Earlier in the week I was in Three Lakes, Wisconsin. The weather was warm and sunny, and beautiful white clouds decorated the blue sky. As the day began to wane it looked like it might be one of those evenings where we would be rewarded with a nice sunset. I didn’t look to the west, however, because I couldn’t resist watching a cloud in the east as it began to soak up the warm, late-afternoon glow of the sun.
According to The Photographer’s Ephemeris, the sunset that evening in Three Lakes would be oriented at 286 degrees. I was on a pier facing in a direction of about 60 degrees. As the sun continued to set the cloud continued to get more orange and its reflection in the lake became more intense.

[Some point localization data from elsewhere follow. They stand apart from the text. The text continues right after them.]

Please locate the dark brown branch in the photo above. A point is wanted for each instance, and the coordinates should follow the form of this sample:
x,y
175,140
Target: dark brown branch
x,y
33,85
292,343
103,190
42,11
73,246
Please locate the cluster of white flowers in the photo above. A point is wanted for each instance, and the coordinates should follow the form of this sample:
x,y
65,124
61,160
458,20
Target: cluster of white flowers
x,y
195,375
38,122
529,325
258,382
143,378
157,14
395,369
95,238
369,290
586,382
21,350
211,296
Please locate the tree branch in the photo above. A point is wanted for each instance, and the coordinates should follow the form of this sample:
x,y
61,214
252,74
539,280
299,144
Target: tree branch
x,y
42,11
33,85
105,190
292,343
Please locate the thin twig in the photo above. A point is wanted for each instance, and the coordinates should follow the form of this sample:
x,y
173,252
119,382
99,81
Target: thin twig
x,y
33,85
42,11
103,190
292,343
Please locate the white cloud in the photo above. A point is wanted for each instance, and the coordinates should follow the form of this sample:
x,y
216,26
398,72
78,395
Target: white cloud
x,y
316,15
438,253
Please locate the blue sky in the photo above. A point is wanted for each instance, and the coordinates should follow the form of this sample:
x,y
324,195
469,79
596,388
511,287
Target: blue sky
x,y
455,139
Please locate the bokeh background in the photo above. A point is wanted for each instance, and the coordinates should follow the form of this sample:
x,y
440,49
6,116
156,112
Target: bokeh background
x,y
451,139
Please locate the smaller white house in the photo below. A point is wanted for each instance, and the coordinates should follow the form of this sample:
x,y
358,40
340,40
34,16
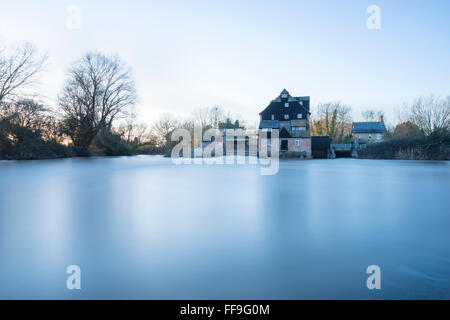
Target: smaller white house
x,y
369,131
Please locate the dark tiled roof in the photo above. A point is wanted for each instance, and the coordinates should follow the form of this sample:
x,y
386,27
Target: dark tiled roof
x,y
285,134
266,124
368,127
297,105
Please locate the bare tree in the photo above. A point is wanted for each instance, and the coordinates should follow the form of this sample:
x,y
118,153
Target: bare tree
x,y
332,119
165,125
19,67
99,90
431,114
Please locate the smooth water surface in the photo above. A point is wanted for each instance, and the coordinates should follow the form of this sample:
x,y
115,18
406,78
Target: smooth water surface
x,y
142,227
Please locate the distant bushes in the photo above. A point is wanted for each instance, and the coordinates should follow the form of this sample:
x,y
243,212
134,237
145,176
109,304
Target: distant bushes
x,y
23,143
434,147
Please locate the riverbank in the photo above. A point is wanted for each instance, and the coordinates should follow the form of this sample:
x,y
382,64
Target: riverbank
x,y
407,149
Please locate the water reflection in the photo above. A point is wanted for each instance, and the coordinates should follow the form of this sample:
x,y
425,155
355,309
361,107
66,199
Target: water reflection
x,y
143,228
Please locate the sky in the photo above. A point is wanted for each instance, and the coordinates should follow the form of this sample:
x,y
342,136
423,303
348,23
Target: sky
x,y
187,55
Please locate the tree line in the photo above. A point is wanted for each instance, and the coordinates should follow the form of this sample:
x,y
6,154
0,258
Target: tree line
x,y
424,118
93,114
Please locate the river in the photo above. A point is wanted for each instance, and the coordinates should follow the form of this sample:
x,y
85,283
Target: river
x,y
144,228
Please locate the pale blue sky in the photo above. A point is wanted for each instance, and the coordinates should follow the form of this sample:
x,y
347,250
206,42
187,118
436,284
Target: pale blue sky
x,y
241,54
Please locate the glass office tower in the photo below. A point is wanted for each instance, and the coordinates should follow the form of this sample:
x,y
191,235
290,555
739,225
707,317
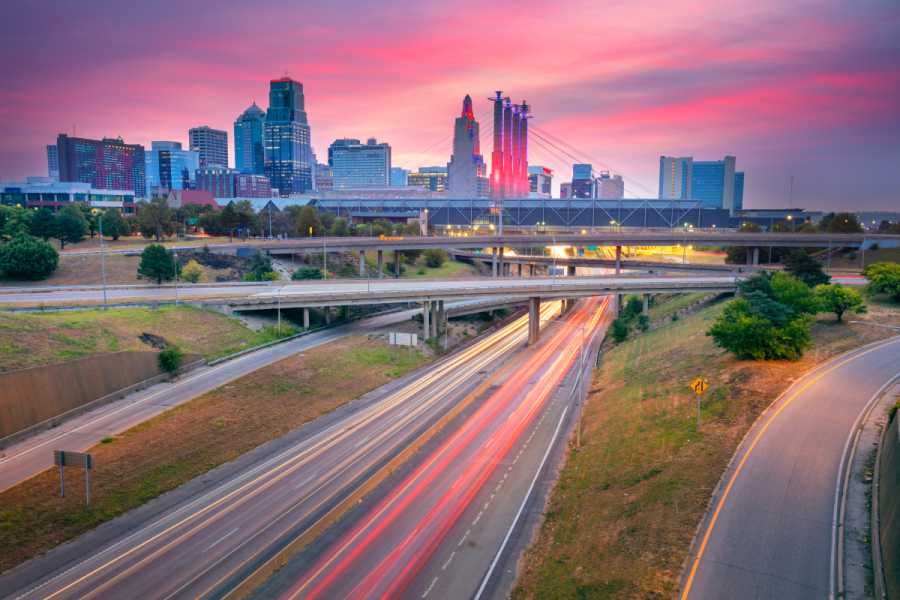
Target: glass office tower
x,y
288,153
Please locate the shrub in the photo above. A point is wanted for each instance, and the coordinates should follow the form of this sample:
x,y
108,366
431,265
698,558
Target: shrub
x,y
28,257
170,358
307,273
434,258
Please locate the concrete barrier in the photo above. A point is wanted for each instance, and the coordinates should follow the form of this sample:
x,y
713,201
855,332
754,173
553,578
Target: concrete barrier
x,y
889,507
39,398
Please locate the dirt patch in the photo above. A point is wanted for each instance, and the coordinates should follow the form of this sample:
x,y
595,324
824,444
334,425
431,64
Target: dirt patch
x,y
189,440
620,520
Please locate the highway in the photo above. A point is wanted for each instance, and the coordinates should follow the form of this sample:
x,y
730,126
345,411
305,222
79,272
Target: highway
x,y
208,535
773,524
27,458
441,529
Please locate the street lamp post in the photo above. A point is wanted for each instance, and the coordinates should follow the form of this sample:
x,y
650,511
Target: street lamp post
x,y
580,378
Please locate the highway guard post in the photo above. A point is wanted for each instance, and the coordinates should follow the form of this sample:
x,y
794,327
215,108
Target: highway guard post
x,y
79,460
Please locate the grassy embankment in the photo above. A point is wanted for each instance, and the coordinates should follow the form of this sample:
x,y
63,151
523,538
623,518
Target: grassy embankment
x,y
195,437
34,339
623,513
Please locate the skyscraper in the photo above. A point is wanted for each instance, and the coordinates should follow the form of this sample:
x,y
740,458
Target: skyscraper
x,y
52,162
288,153
106,164
467,173
170,168
357,165
212,144
714,182
509,159
250,140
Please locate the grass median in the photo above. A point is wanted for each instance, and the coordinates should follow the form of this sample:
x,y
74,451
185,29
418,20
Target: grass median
x,y
621,518
195,437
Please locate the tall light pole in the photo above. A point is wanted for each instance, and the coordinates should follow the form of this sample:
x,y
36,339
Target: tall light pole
x,y
580,377
102,260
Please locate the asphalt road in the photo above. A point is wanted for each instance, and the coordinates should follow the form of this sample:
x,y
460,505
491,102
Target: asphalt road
x,y
441,528
771,532
212,532
27,458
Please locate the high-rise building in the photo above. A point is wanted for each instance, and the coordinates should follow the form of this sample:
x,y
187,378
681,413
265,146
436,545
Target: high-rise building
x,y
583,181
52,162
250,140
398,175
467,173
608,187
540,182
170,168
107,164
212,144
509,159
430,178
288,151
714,183
358,165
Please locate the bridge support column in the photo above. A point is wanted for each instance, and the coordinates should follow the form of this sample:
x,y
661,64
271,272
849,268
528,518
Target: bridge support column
x,y
434,318
534,320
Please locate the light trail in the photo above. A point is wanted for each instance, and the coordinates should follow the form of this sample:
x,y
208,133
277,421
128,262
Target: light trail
x,y
402,530
264,500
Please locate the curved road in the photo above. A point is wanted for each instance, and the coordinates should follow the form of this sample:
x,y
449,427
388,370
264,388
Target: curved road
x,y
772,528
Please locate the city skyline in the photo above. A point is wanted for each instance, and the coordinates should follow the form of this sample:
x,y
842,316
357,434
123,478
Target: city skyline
x,y
804,90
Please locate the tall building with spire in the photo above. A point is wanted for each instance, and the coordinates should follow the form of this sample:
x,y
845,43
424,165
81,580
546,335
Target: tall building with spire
x,y
467,173
287,138
250,140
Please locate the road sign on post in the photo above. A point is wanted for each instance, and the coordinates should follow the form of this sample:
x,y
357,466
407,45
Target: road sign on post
x,y
404,339
78,460
699,386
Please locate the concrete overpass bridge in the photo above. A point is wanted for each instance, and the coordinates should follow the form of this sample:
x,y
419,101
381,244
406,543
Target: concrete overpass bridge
x,y
432,293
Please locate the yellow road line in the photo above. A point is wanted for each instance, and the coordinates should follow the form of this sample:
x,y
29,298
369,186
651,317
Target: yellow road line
x,y
687,587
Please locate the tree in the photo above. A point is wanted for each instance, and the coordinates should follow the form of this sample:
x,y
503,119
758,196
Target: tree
x,y
883,277
838,299
434,258
306,273
260,264
794,294
28,257
114,224
801,265
193,272
155,218
737,255
843,223
70,226
308,220
44,224
157,263
621,328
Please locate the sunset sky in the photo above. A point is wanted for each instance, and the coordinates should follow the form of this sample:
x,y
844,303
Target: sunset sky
x,y
809,89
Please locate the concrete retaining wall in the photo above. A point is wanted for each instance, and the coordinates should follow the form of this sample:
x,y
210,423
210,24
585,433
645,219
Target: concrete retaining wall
x,y
40,397
889,508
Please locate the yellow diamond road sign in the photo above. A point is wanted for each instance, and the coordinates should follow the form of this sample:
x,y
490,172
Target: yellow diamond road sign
x,y
699,386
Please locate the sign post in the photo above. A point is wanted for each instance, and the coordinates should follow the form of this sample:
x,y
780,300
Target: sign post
x,y
699,386
78,460
404,339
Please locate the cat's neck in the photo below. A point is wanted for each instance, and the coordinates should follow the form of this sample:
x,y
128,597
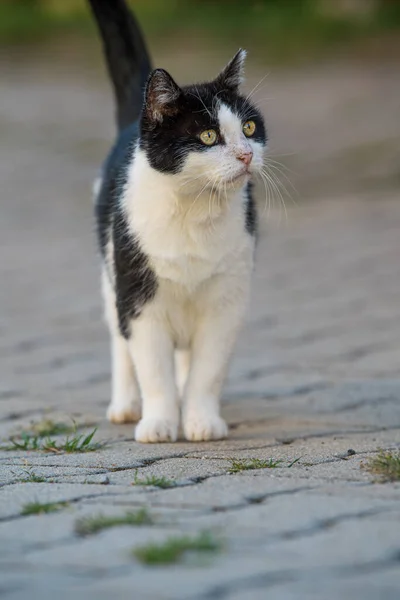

I started out taking horizontal pictures with the reflection in the lake taking up about two-thirds of the frame. Then I switched to vertical and tried to get as much of the cloud and its reflection in the same frame. In this orientation, despite having my 17-85 mm lens set t0 17 mm, I could not capture enough of the scene. A full-frame camera might have captured it all but my APS-C sensor converts a 17 mm lens to about 27 mm. That wasn’t wide enough for what I wanted.
Finally, I decided to keep the camera oriented vertically and take two pictures that I could use to create a panorama. This would allow me to include the majority of the cloud and its reflection. I took one photo that was mostly sky with some lake and the other mostly lake with some sky. For the second picture I laid down on the pier in order to get close to the water.
Because of the sharp line of the horizon, I didn’t bother to use Photoshop’s panorama function to create the final image. I simply put the images in separate layers, lined up the horizons, masked out the overlapping parts and merged them into the final photograph — a vertical panorama taken at sunset.